The first village the convoy comes to, a few people stand in the road. Convoy stops. A swarm of villagers climb over the trucks and remove the cargo and anything else moveable.
A couple of minutes later the aerial surveillance arrives and finds empty trucks and no sign of the cargo.
I think many of you guys may not be aware just how good robotic cars already are. They are already better drivers than humans, are tested in city traffic, and have a perfect safety record.
I wouldn't expect these military robotic cars to be any worse than Google's robotic cars -- and I doubt they'll be sent into hot zones without backup.
No more easy revenue for the breathalyser cops who will perhaps be allowed to do something worthwhile and Bonus, no insanely boring but cheap to produce TV shows covering it.
I'll bet they ensure that the law says that the person in the car is 'in charge' of the AI and must be sober.
"I'll bet they ensure that the law says that the person in the car is 'in charge' of the AI and must be sober."
In fact I believe this is already covered by the law - e.g., consider cases where you have a learner driver, who must be supervised by someone with a licence. They still have to be sober, and this is covered IIRC by some law about being "in charge" of a vehicle. AI cars that still require a licensed driver to supervise will no doubt still be covered.
It'll be interesting how things go if the law is changed to allow truly driverless cars, without a requirement for anyone to have a licence. It would be a shame if Governments try to insist that there is still a notional person "in charge" of the vehicle - this would also limit applications such as driverless taxis.
Any UAV or helicopter shadowing a convey makes for a nice radar or infrared beacon to let the other side know a convoy is on the road.
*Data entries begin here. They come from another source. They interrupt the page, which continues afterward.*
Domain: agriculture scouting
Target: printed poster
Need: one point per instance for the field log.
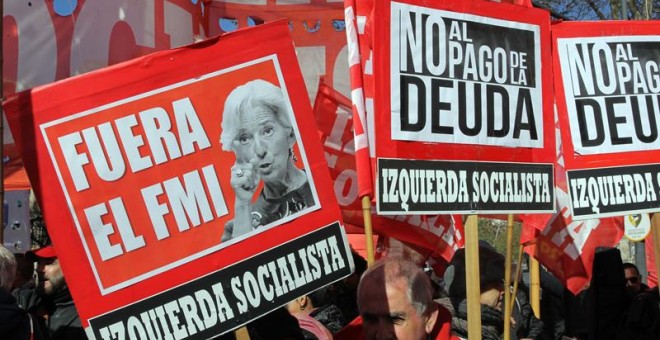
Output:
(607, 82)
(463, 90)
(172, 170)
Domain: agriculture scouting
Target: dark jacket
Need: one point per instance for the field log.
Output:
(63, 322)
(16, 323)
(527, 324)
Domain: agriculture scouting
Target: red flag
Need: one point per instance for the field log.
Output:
(440, 235)
(652, 273)
(359, 60)
(563, 245)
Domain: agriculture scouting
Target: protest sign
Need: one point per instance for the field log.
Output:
(465, 82)
(437, 234)
(563, 245)
(143, 167)
(608, 98)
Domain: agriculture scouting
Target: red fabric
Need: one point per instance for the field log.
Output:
(356, 51)
(566, 247)
(441, 331)
(440, 235)
(312, 325)
(47, 252)
(652, 273)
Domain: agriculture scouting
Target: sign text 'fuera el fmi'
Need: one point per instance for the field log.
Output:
(154, 200)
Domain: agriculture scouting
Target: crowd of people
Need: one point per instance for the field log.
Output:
(398, 297)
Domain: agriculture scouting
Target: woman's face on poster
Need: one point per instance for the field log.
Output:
(264, 142)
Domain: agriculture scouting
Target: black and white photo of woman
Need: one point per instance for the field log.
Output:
(256, 126)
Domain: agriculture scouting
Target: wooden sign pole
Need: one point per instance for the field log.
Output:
(473, 291)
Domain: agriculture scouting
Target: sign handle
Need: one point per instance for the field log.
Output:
(655, 231)
(517, 275)
(535, 286)
(472, 277)
(507, 278)
(368, 230)
(2, 139)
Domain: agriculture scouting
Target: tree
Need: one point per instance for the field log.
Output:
(602, 9)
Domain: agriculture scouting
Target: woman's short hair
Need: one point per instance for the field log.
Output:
(253, 95)
(390, 270)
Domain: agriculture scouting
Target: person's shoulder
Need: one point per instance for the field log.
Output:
(352, 331)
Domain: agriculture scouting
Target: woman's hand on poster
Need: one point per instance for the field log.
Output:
(244, 180)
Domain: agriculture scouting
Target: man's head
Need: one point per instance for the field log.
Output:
(395, 299)
(633, 279)
(491, 276)
(50, 279)
(7, 269)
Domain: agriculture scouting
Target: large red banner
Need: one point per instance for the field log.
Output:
(564, 245)
(145, 171)
(464, 108)
(438, 235)
(608, 98)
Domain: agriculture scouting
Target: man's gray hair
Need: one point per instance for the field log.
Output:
(390, 270)
(7, 269)
(253, 95)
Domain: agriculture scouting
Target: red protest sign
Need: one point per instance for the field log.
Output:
(466, 108)
(606, 81)
(149, 171)
(439, 234)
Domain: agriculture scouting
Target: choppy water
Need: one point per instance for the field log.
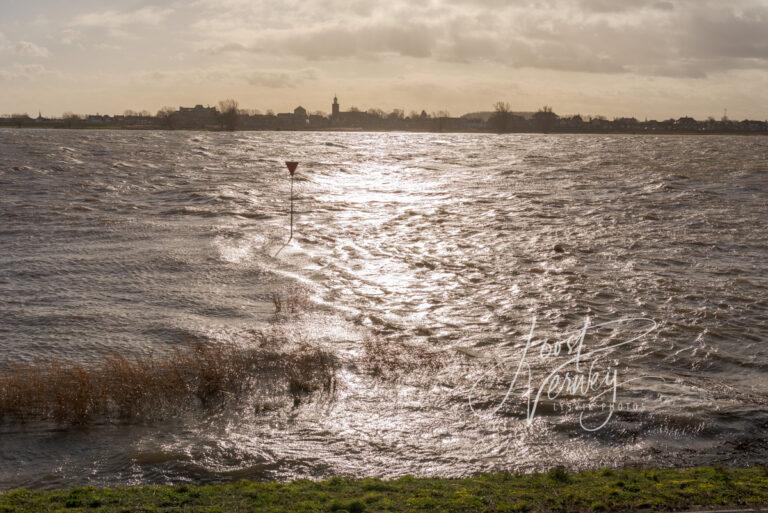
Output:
(143, 241)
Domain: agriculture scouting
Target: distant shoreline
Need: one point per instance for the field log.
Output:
(369, 130)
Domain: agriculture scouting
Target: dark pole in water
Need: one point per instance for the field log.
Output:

The same sort of problem exists for carrier air groups. The CAP generally paces the fleet. Overlay some data over time and a nice pattern (or line) emerges.
Driverless convoy vehicles also means there is no mechanic available. A very simple problem is unrepairable. What if a fuel line becomes disconnected or a battery lead falls off; it's a 5 minute fix for a human and a lost shipment without. Kinda sucks to be self-destructing expensive trucks full of gear because somebody didn't tighten up a bolt properly.
As far as Google's hallucination about self-driving cars, the insurance companies haven't had their say yet. People are still better at adapting to changing situations than computers at this point. UltraGlobalPRT has some great concepts to extend their pod car system that is running at Heathrow to include other automated vehicles that work to the same spec.